Step 1 :To construct a confidence interval, we use the formula: \(CI = \bar{x} ± t(\alpha/2, n-1) * (s/\sqrt{n})\), where \(\bar{x}\) is the sample mean, \(t(\alpha/2, n-1)\) is the t-score for a given level of confidence and degrees of freedom (n-1), s is the sample standard deviation, and n is the sample size.
Step 2 :We can find the t-score from a t-distribution table. For a 90% confidence level, the t-score is 1.699 for n=29 (28 degrees of freedom) and 1.812 for n=11 (10 degrees of freedom). For an 80% confidence level, the t-score is 1.311 for n=29 (28 degrees of freedom).

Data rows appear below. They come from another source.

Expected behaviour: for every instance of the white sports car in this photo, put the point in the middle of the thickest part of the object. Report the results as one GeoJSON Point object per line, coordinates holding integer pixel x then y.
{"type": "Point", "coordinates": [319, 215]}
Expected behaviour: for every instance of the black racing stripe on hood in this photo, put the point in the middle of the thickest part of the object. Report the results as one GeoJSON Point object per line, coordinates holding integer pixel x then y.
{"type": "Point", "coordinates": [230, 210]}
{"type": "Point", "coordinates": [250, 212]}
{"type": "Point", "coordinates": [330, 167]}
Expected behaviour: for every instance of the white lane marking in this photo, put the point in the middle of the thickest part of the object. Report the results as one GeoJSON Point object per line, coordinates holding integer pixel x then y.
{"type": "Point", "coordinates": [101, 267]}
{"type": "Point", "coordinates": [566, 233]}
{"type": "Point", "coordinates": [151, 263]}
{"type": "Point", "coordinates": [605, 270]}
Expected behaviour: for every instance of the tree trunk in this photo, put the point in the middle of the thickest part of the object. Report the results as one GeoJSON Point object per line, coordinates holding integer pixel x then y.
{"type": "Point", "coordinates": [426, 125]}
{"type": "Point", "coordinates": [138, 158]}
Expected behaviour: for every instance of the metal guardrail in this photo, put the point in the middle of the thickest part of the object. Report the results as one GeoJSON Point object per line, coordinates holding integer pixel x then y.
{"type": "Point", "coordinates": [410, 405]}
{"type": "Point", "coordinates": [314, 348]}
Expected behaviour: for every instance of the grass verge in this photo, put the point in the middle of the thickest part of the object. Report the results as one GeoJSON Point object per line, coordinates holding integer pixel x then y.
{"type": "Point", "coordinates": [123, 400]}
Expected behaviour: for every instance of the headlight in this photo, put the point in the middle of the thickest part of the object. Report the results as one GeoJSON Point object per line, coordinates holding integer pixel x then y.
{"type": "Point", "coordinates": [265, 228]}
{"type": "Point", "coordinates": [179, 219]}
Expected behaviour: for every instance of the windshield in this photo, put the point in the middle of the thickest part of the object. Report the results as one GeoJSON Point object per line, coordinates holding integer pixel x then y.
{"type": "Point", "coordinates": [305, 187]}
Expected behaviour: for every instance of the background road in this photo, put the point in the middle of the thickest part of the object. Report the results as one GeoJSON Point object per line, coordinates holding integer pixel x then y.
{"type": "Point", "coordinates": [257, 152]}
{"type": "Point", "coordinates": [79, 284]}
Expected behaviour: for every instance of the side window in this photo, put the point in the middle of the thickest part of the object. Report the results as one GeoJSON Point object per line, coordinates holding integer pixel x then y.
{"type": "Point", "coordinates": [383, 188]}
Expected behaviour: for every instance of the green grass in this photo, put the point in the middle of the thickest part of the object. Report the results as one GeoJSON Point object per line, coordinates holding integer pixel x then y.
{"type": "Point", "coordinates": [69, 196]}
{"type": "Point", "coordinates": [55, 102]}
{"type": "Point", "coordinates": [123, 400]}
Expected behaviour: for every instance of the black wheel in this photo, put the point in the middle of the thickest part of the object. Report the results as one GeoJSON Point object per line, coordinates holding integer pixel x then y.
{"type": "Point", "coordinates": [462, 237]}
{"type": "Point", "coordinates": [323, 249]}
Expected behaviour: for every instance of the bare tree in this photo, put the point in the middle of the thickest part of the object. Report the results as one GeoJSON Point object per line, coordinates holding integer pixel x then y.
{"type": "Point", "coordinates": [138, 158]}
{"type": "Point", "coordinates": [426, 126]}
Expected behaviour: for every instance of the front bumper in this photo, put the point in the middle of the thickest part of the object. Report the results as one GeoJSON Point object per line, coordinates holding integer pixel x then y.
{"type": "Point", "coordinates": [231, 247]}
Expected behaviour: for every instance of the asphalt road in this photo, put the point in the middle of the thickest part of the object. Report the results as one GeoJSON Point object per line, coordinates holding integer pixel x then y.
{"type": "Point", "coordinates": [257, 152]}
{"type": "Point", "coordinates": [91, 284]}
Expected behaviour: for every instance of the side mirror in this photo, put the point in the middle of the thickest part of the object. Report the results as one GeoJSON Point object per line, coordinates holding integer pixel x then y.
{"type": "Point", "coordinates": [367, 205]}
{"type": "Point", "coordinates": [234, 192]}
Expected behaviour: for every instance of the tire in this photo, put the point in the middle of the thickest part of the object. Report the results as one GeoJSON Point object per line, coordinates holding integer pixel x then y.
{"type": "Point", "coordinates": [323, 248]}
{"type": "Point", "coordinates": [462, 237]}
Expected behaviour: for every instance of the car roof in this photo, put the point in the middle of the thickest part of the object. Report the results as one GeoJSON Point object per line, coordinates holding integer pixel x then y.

Step 3 :For n=29 and a 90% confidence level, we calculate the confidence interval as follows: \(CI = 114 ± 1.699 * (10/\sqrt{29}) = 114 ± 3.14\). So, the 90% confidence interval is \(\boxed{(110.86, 117.14)}\).
Step 4 :For n=11 and a 90% confidence level, we calculate the confidence interval as follows: \(CI = 114 ± 1.812 * (10/\sqrt{11}) = 114 ± 5.46\). So, the 90% confidence interval is \(\boxed{(108.54, 119.46)}\).
Step 5 :For n=29 and an 80% confidence level, we calculate the confidence interval as follows: \(CI = 114 ± 1.311 * (10/\sqrt{29}) = 114 ± 2.43\). So, the 80% confidence interval is \(\boxed{(111.57, 116.43)}\).
Step 6 :If the population had not been normally distributed, we could not have computed the confidence intervals in parts (a)-(c) using this method. The method assumes that the population is normally distributed.
Step 7 :As for the effect of decreasing the level of confidence on the size of the interval, the answer is A. As the level of confidence decreases, the size of the interval decreases. This is because a lower level of confidence means we are less certain about our estimate, so the range of possible values is narrower.